Hyundai's sleek Ioniq 6 tops or match rival Tesla in a pair of key metrics: efficiency and aerodynamics.The Korean automaker's newest member of the fast-expanding Ioniq family has a Tesla-beating efficiency of 13.9 kilowatt hours of battery usage per 100 kilometers.
Sleek Ioniq 6 helps Hyundai top, match Tesla in two key metrics
Hyundai optimized the Ioniq 6's aerodynamics by giving it digital side mirrors instead of traditional side mirrors.
The test drive
The car we drove in Madrid was a dual-motor 4WD version with the 77.4-kWh battery and 20-inch wheels. The list WLTP range was 519 km (324 mi).
For the first test we started with 100 percent charge and the trip computer showed an estimated range of 496 km. After 180 km on motorways, mountain roads and country roads at temperatures ranging from 5 to 15 degrees Centigrade (41 to 59 degree Fahrenheit) and with little use of the air conditioner, the charge level was 68 percent. The estimated remaining range was 316 km. That is equivalent to a range more than 500 km with a full battery.
A second, shorter trip started with a 71 percent charge and a projected remaining range of 338 km. After 74.5 km, the charge was down to 55 percent and range had shrunk to 262 km. The trip computer showed an average consumption of 16.3 kWh/100 km.
As experience during other electric car tests, a lot of energy is spent when climbing. (We reached a maximum altitude of 1,900 meters, which is more than 6,230 feet.) But a lot of that energy is recovered when going downhill thanks to regenerative braking.
The best result Tesla has been able to achieve thus far is 14.4 kWh/100 km for the Model 3.
To achieve that level, Hyundai optimized the Ioniq 6's aerodynamics by giving it digital side mirrors instead of traditional side mirrors. The low-slung sedan also has two active air flaps at the front of the car, air curtains for the wheels and an integrated rear spoiler.
All those features result in a drag coefficient as low as 0.21, which nearly matches that of the Tesla Model S.
The most efficient Ioniq 6 is also the model line's least expensive, at 43,900 euros in Germany. The base price for the Model 3 in Germany is nearly identical at 43,990 euros.
The entry Ioniq 6 has a 53-kWh battery that promises a maximum 429 km range (268 miles). Its 13.9 kWh/100 km is also approximately 20 percent better than a comparable version of its crossover sister model, the Ioniq 5, which also uses Hyundai's E-GMP platform.
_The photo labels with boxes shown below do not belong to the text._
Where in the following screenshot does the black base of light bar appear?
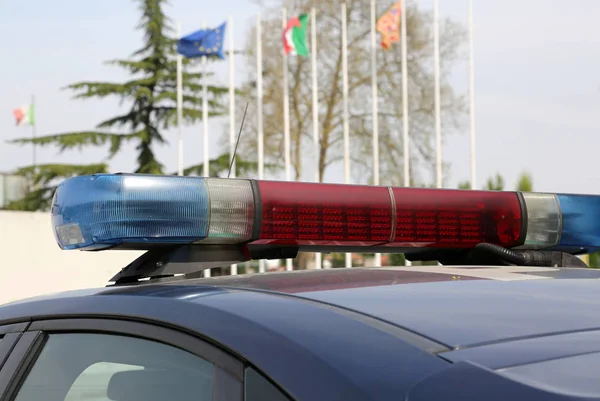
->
[406,243,588,268]
[110,244,298,285]
[105,244,588,285]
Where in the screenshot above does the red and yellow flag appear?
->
[377,0,402,50]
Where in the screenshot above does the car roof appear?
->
[0,266,600,348]
[0,266,600,401]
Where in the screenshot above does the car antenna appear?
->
[227,102,250,178]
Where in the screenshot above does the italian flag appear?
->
[13,104,35,127]
[283,14,308,56]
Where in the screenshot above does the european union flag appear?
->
[177,22,227,58]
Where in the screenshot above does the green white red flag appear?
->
[283,14,308,56]
[13,104,35,127]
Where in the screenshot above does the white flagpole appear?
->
[468,0,477,189]
[433,0,443,188]
[400,0,412,266]
[310,6,323,269]
[342,3,352,267]
[177,23,183,175]
[202,21,210,177]
[202,21,211,277]
[28,95,37,173]
[256,13,266,273]
[371,0,381,266]
[227,16,237,276]
[282,8,294,271]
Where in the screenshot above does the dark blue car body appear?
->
[0,268,600,401]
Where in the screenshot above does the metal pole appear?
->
[256,13,266,273]
[433,0,443,188]
[202,21,210,177]
[468,0,477,189]
[202,21,211,277]
[282,8,294,271]
[342,3,352,267]
[400,0,411,266]
[177,23,183,175]
[228,16,237,276]
[371,0,381,266]
[29,95,37,169]
[310,6,323,269]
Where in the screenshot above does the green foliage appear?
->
[10,0,232,210]
[517,172,533,192]
[483,173,504,191]
[5,163,108,212]
[176,153,277,177]
[458,181,471,189]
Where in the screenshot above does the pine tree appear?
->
[12,0,234,210]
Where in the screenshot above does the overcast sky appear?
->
[0,0,600,193]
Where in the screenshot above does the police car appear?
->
[0,174,600,401]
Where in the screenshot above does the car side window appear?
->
[15,333,215,401]
[244,368,290,401]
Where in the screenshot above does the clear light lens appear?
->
[202,178,254,244]
[522,193,562,249]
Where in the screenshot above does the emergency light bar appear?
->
[52,174,600,253]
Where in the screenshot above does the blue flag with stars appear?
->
[177,22,227,59]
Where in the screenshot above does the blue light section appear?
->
[52,174,210,250]
[557,195,600,252]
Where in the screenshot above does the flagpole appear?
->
[202,21,211,277]
[256,13,266,273]
[371,0,381,266]
[282,8,294,271]
[400,0,412,266]
[177,23,183,175]
[468,0,477,189]
[29,95,37,173]
[310,2,323,269]
[433,0,443,188]
[341,3,352,267]
[202,21,210,177]
[227,16,237,276]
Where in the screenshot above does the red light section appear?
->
[386,188,522,248]
[255,181,392,245]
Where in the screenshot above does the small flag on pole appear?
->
[283,14,308,56]
[13,104,35,127]
[377,0,402,50]
[177,22,227,59]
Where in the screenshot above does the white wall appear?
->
[0,211,140,304]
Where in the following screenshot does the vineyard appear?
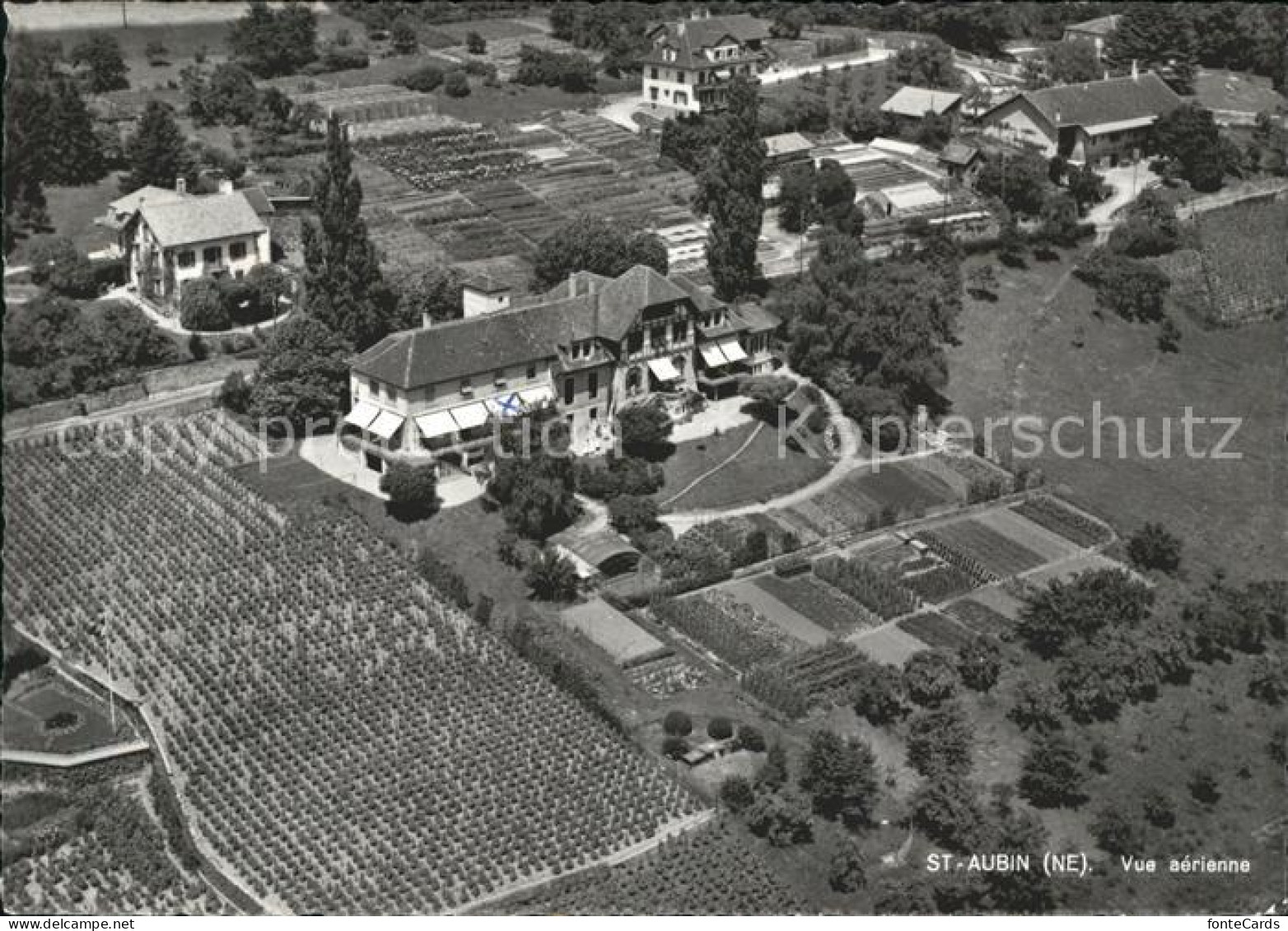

Despite the Tesla-topping efficiency, only 20 percent of the Ioniq 6 orders thus far have been for this variant, Hyundai Europe product manager Marco Di Meo said at a test drive event this month in Madrid.
The Ioniq 6's most efficient model, however, doesn't offer the longest range in the family.
To get that – a promised range of 614 kilometers, which beats the best Model 3 by 12 km – requires choosing the two-wheel-drive, single motor Ioniq 6 variant that has a 77.4-kWh battery, 18-inch wheels and digital side mirrors. Range shrinks by roughly 10 percent if the car rides on 20-inch wheels compared with 18-inch wheels. Another factor that reduces range is adding all-wheel drive.
Comparing the siblings
The Ioniq 6 and Ioniq 5 share their electric architecture, each offers ample passenger space with similar interior configurations.
At 4855 mm, the Ioniq 6 is 220 mm (about 9 inches) longer than the Ioniq 5, but its roofline is 110 mm lower at 1495 mm. The sedan's wheelbase of 2950 mm is 50 mm shorter than its crossover sibling.
The Ioniq 6 offers 401 liters of cargo space in the rear luggage compartment, plus a 45-liter frunk (front trunk) in the 2WD version, but that dips to 14.5 liters in the 4WD version.
The Ioniq 5 offers 551 liters of luggage space, which increases significantly when the rear seats are folded.
The Ioniq 6 is assembled at Hyundai's plant in Asan, South Korea.
Late last year Hyundai started sales of the Ioniq 6 First Edition in five European markets (France, Germany, Norway, the Netherlands and the UK,). This month the automaker stared deliveries of those roughly 2,500 units.
Deliveries of the standard versions of the car will follow shortly, with a top price of 61,200 euros in Germany for the four-wheel drive variant with a 77.4-kWh battery.
Delivery times in Europe are currently estimated at about three months, Hyundai said.